During the Media Art session, conference participants gave presentations on unconventional forms of art, including cyber performance, PROK cinema, digital art and others. Stanislav Milovidov, a doctoral student of the Art and Design School, spoke about the new visual images in generative computer art of the late 2010s.

‘Machine learning is used in generative computer art and one such area that evolved in late 2010s is the so-called “Artificial Art”,’ Stanislav explained, noting that this field is based on studying the systems of automatic design and using it to create works of art, which may be supplemented by user algorithms. The speaker said that generative art appeared in the 20th century, but the new field has a considerable difference: ‘Neural networks are not only able to reproduce processes according to pre-set algorithms, but they can also create an unlimited number of various results. Artists believe that these practices are more like growing a certain organic structure rather than building an object from separate parts according to a plan.’
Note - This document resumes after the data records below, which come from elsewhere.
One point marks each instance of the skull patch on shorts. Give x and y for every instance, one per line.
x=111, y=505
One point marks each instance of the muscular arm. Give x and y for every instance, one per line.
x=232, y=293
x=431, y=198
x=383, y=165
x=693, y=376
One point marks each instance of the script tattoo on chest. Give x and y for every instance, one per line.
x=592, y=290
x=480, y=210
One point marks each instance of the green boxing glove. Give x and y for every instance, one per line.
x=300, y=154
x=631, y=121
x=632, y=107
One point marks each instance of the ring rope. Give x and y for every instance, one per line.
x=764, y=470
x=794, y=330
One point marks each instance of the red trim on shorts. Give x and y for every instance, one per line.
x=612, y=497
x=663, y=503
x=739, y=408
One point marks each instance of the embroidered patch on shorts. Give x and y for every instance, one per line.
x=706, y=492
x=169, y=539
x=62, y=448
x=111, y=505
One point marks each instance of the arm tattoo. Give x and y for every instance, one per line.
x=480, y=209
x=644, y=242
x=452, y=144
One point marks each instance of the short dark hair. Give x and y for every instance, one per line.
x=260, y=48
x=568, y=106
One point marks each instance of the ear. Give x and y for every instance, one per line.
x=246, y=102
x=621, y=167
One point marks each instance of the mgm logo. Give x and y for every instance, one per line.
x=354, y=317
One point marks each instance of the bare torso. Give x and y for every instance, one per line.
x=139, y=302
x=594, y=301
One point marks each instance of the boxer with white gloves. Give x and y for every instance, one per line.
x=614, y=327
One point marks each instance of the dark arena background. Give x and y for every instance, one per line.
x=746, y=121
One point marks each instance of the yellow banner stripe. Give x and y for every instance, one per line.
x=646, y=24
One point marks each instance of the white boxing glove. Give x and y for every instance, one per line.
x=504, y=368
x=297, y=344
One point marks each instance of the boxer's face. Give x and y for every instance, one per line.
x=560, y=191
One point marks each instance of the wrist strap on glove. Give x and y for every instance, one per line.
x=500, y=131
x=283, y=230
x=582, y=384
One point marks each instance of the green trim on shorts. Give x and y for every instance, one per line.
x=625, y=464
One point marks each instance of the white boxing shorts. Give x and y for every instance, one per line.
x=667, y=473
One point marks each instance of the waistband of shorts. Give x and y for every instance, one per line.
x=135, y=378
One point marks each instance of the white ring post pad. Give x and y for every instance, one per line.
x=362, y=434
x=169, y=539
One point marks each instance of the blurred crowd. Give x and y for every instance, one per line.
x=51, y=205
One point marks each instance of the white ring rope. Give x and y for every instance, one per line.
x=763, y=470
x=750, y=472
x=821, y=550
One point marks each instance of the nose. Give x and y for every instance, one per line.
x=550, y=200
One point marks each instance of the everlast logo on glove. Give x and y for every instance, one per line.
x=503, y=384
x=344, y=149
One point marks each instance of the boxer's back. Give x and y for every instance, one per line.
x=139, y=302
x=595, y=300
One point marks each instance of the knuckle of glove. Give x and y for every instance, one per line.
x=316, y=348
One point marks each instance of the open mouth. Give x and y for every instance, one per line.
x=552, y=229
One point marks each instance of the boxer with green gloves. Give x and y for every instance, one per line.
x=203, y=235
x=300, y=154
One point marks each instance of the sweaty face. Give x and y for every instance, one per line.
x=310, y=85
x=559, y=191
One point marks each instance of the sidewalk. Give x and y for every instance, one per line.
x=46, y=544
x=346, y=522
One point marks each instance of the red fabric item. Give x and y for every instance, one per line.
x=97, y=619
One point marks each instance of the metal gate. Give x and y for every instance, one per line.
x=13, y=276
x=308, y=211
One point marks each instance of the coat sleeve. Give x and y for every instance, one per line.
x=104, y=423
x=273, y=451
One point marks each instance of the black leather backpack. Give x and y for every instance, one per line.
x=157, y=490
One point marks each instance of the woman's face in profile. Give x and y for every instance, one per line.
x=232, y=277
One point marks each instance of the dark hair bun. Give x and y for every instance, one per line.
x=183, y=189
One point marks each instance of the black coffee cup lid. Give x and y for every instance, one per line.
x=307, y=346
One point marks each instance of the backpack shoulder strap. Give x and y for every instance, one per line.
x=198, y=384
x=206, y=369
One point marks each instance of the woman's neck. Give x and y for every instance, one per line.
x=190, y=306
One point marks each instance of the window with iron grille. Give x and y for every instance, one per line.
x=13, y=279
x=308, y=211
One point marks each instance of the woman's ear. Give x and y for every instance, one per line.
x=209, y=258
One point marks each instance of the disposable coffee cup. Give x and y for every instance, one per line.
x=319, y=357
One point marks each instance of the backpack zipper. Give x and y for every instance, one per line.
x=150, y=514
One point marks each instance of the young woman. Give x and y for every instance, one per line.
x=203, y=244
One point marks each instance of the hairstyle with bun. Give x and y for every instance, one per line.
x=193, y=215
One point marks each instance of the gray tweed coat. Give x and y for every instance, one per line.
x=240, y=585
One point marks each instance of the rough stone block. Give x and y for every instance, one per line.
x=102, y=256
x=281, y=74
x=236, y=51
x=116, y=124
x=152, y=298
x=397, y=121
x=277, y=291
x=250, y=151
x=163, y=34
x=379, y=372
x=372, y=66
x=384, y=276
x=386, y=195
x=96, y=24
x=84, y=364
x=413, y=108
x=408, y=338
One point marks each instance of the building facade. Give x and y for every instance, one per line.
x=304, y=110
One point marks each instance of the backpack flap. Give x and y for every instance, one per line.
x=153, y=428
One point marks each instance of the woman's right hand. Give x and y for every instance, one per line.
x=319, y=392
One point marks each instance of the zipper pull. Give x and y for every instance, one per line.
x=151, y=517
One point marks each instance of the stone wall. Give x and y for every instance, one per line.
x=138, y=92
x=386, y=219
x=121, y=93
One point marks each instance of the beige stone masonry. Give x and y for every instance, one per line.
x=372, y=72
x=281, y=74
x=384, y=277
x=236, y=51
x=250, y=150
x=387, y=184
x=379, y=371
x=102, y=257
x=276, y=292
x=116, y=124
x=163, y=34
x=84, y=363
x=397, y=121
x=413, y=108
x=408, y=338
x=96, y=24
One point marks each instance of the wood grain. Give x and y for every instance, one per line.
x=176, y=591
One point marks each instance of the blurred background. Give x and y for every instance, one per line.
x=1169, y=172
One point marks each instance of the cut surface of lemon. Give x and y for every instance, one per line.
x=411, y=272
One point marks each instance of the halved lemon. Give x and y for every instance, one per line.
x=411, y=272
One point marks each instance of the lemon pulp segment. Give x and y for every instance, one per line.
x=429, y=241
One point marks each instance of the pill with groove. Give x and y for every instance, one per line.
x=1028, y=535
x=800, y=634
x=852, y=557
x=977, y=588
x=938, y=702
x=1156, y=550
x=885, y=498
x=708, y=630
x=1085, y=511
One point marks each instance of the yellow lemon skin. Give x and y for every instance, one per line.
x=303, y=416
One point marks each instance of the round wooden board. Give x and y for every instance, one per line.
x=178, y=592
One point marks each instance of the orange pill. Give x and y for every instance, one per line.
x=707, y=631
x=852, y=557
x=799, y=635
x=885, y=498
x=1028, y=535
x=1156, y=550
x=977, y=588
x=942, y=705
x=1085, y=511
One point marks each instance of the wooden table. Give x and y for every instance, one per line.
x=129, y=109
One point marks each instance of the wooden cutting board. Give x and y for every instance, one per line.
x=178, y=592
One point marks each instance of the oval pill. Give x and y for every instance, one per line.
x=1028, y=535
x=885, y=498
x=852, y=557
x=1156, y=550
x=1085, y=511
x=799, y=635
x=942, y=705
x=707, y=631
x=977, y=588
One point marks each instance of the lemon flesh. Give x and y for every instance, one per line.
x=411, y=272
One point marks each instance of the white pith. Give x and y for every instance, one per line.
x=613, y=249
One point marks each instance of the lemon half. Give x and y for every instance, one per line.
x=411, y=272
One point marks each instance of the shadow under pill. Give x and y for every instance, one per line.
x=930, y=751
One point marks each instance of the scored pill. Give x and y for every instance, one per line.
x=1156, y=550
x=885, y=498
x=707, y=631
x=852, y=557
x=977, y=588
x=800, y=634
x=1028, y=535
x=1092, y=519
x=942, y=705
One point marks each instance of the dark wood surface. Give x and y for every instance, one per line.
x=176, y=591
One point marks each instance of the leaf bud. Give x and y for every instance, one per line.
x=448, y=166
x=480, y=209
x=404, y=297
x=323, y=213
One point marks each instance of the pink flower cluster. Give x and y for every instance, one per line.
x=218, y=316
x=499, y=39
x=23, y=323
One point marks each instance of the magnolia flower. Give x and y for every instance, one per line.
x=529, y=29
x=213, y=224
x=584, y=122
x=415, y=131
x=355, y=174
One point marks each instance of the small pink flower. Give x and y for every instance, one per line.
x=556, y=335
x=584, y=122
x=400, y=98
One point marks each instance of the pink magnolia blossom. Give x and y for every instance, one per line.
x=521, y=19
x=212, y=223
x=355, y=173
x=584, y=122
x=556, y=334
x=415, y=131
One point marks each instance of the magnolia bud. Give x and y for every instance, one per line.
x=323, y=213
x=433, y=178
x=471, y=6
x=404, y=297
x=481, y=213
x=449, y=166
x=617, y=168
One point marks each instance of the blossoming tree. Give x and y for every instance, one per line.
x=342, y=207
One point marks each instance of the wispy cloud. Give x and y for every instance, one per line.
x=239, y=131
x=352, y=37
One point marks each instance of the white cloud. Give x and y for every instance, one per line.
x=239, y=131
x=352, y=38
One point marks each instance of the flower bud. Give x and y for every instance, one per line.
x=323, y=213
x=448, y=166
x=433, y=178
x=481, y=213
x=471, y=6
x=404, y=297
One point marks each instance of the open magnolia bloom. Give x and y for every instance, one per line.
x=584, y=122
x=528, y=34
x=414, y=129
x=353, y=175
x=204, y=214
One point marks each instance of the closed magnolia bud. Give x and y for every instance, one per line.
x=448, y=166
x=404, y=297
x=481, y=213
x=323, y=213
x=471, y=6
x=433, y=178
For artists, the idea of machine learning as an artistic method is not in the result that it creates but rather in the process of learning itself

Roman Khmelev of the Saint Petersburg Stieglitz State Academy of Art and Design spoke about NFT technologies in arts. He explained that initially, the technology served as a kind of digital currency, but today, it can perform different functions. NFT has always had one specific feature: it is built on the concept of deficit; the ‘object’ is worth something until there are people who ‘believe’ in it.

‘This is very important, since it’s the basis of NFT. A picture with a unique code that we buy is no different from a picture that we simply send, which means that we are basically staring at the price tag, superficially speaking,’ Roman admitted. ‘But NFT is a kind of reaction to ways of consuming the streaming services, to the model that provides us temporary access to something. This feature is very important, since people want to possess things, to appropriate them.’

Roman also explained that NFT is a kind of electronic identifier, which confirms ownership rights for a digital collectible object. Today, he says, this technology is actively used not only as a selling object for a work of art: ‘Many celebrities are entering this field by selling various digital goods from tweets to pictures, to memes, etc’. Sellers use marketplace-like platforms for this, he said.

Liudmila Alyabieva, Academic Director of the Doctoral School of Arts and Design

This year’s conference featured a few ‘premieres’. For the first time, it included a session on ceramics, textiles and glasswork, which attracted a list of renowned speakers from around the world, including the globally recognized ceramics artist Kate Malone and researcher and activist Wendy Gers, as well as a session on sound research.

The conference that has traditionally brought together art and design theoreticians and professionals forms a unique inclusive space for a dialogue, which is a prerequisite for development of art and design practices, as well as art and design studies.

Tatiana Fadeeva, Associate Professor at the HSE Art and Design School

One of this year’s important innovations is ‘The Students’ Cases Festival’, which gives students of different Art and Design School profiles (Comic Strips, Environmental Design, Design and Contemporary Art, Theatre and Cinema Art etc) and other universities the opportunity to present their visual studies. The competitive process chose studies that have conceptual significance and address the relevant cultural problems of today. These works are based on systematic analysis, where the visual part is primary.

The XXII April International Academic Conference on Economics and Social Development was held from April 13 to 30, 2021. For the first time, the conference was co-organized by HSE University and Sberbank. The programme included a series of academic and expert discussions as part of the HSE-Sberbank Discussion Club – an expert platform that brings together academics, business representatives, and public officials to discuss critical economic and social challenges and share best practices in the sphere of business and institutional development, thereby laying out a path to the future.